We just installed another system with multiple power meters and a handful of Modbus 485 transmitters. During checkout we found a bug in their firmware, if you try to send a MSG to a Modbus device that is not present on the network (like someone disconnects local power for maintenance), it locks up the Digi ONE IAP until the device returns and is able to communicate. None of the other devices on the network can communicate, all MSG blocks to the Digi will timeout. Even their debug logging mode (telnet, if I remember correctly) freezes up.

So Digi has made the moronic decision that this type of problem is not a support problem. They refuse to fix (or even investigate) without a purchase order from us to pay them to do so. I spent time making it simple for them (admittedly our system was somewhat complex) by setting up a test system with just the PLC, the Digi, and one Modbus device and was able to reproduced the problem. They sat on that info for a month, but just replied they still refuse to look into the problem. So what they are telling me is that even though this is obviously a firmware problem in their product, which I have made very simple for them to test, they want us to pay them to fix their own faulty product.

Make your own decision, but consider yourself warned. I'm done with Digi. I'll be using products from other suppliers.
 
Sorry, have to vent here.

I've used a number of Digi products over the years with success. We recently installed a number of the Digi ONE IAP for a customer to interface their Modbus TCP power meters to ControlLogix. I found the setup to be very easy and the PLC MSG logic quite simple, they just worked. All these systems had one power meter, very simple.

We just installed another system with multiple power meters and a handful of Modbus 485 transmitters. During checkout we found a bug in their firmware, if you try to send a MSG to a Modbus device that is not present on the network (like someone disconnects local power for maintenance), it locks up the Digi ONE IAP until the device returns and is able to communicate. None of the other devices on the network can communicate, all MSG blocks to the Digi will timeout. Even their debug logging mode (telnet, if I remember correctly) freezes up.

So Digi has made the moronic decision that this type of problem is not a support problem. They refuse to fix (or even investigate) without a purchase order from us to pay them to do so.
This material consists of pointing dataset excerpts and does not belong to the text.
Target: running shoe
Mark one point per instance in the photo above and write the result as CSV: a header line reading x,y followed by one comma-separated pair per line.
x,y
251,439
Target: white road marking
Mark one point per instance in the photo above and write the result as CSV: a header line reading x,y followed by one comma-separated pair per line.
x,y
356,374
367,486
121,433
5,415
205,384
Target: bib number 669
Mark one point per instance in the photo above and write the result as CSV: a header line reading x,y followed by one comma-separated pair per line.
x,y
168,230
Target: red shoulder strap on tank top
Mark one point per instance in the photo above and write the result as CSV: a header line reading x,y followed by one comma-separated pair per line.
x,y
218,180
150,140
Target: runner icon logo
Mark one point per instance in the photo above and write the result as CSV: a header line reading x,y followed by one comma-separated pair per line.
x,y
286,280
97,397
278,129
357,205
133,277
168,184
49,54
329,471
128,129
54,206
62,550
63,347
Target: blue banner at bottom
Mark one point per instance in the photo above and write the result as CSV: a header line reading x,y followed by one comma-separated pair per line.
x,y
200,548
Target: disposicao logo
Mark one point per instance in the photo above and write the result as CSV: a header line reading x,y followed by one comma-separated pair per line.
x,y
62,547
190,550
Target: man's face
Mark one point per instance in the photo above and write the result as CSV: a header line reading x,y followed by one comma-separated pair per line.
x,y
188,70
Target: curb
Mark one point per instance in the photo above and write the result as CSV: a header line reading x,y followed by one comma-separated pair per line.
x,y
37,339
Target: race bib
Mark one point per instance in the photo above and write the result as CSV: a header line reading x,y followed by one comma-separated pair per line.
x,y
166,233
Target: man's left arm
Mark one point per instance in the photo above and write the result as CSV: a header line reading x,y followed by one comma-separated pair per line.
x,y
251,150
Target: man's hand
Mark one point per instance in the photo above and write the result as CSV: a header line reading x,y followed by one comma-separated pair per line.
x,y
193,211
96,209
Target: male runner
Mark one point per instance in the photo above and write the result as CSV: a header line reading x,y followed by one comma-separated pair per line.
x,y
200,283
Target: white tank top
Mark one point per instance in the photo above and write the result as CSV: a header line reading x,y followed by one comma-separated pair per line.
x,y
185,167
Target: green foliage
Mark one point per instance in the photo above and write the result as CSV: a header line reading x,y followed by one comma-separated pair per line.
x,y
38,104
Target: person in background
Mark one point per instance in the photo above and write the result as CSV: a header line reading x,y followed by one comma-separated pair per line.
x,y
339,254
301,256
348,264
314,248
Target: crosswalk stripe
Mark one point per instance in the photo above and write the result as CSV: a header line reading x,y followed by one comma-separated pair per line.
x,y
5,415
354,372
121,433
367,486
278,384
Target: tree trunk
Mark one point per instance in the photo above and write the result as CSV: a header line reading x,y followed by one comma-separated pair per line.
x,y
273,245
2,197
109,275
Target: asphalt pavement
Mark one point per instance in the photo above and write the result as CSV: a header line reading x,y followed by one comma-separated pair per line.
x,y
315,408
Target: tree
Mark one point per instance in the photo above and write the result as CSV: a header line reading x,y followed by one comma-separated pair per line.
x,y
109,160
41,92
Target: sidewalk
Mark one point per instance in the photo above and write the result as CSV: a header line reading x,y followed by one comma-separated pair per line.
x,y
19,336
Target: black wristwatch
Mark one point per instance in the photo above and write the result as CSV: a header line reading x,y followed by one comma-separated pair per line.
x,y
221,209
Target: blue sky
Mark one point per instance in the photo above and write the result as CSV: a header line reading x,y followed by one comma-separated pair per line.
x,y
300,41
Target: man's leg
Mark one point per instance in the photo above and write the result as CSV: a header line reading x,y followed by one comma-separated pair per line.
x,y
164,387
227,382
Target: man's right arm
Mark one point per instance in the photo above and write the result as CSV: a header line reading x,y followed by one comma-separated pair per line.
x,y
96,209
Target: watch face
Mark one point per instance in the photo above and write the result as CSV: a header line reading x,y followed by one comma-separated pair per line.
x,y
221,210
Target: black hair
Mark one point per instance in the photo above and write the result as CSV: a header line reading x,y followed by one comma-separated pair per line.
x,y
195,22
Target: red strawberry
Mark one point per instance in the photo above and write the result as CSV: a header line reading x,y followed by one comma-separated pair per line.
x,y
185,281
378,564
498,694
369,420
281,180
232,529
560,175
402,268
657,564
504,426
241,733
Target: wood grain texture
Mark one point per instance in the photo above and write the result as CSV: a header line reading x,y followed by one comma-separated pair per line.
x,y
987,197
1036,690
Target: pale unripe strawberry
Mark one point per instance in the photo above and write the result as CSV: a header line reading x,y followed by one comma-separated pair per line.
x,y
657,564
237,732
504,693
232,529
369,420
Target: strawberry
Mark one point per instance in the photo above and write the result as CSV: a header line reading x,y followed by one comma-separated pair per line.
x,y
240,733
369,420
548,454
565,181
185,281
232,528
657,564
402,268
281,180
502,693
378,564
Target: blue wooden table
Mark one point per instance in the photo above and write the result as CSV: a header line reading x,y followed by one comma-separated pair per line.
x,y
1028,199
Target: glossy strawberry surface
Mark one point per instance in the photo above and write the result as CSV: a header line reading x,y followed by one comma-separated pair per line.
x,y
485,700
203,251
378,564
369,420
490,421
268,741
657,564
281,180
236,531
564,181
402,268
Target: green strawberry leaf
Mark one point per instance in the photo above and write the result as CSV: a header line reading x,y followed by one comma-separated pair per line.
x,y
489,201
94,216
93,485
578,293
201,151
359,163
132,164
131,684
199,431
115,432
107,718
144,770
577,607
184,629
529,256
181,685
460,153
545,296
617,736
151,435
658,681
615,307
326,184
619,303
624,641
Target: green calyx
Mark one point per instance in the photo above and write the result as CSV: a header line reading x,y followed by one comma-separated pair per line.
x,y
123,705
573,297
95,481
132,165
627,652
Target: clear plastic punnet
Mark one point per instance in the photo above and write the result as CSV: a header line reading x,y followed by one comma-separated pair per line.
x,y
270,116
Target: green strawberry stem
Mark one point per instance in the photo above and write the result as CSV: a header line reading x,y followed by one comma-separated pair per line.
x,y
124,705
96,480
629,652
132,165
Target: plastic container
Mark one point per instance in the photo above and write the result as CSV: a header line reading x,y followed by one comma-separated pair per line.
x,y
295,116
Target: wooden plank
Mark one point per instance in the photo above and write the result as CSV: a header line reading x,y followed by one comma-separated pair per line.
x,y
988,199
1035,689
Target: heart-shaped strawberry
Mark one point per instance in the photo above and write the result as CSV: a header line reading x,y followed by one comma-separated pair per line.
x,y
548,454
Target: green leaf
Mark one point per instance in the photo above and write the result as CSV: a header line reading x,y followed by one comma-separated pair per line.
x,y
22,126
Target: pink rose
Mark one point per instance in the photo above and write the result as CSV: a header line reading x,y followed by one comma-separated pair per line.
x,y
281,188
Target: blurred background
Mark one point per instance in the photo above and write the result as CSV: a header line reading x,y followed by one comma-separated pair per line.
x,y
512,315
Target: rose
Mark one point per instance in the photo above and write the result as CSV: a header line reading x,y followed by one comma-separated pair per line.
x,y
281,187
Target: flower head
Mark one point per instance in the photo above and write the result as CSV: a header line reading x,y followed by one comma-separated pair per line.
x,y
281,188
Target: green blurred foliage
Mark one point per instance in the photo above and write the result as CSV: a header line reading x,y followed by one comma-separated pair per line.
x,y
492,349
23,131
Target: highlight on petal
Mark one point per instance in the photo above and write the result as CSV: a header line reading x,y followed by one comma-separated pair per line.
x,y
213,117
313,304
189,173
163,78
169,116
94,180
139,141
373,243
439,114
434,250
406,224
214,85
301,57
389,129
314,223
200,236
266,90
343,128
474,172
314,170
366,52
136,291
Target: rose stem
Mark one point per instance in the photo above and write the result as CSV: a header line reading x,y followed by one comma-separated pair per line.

I spent time making it simple for them (admittedly our system was somewhat complex) by setting up a test system with just the PLC, the Digi, and one Modbus device and was able to reproduced the problem. They sat on that info for a month, but just replied they still refuse to look into the problem. So what they are telling me is that even though this is obviously a firmware problem in their product, which I have made very simple for them to test, they want us to pay them to fix their own faulty product.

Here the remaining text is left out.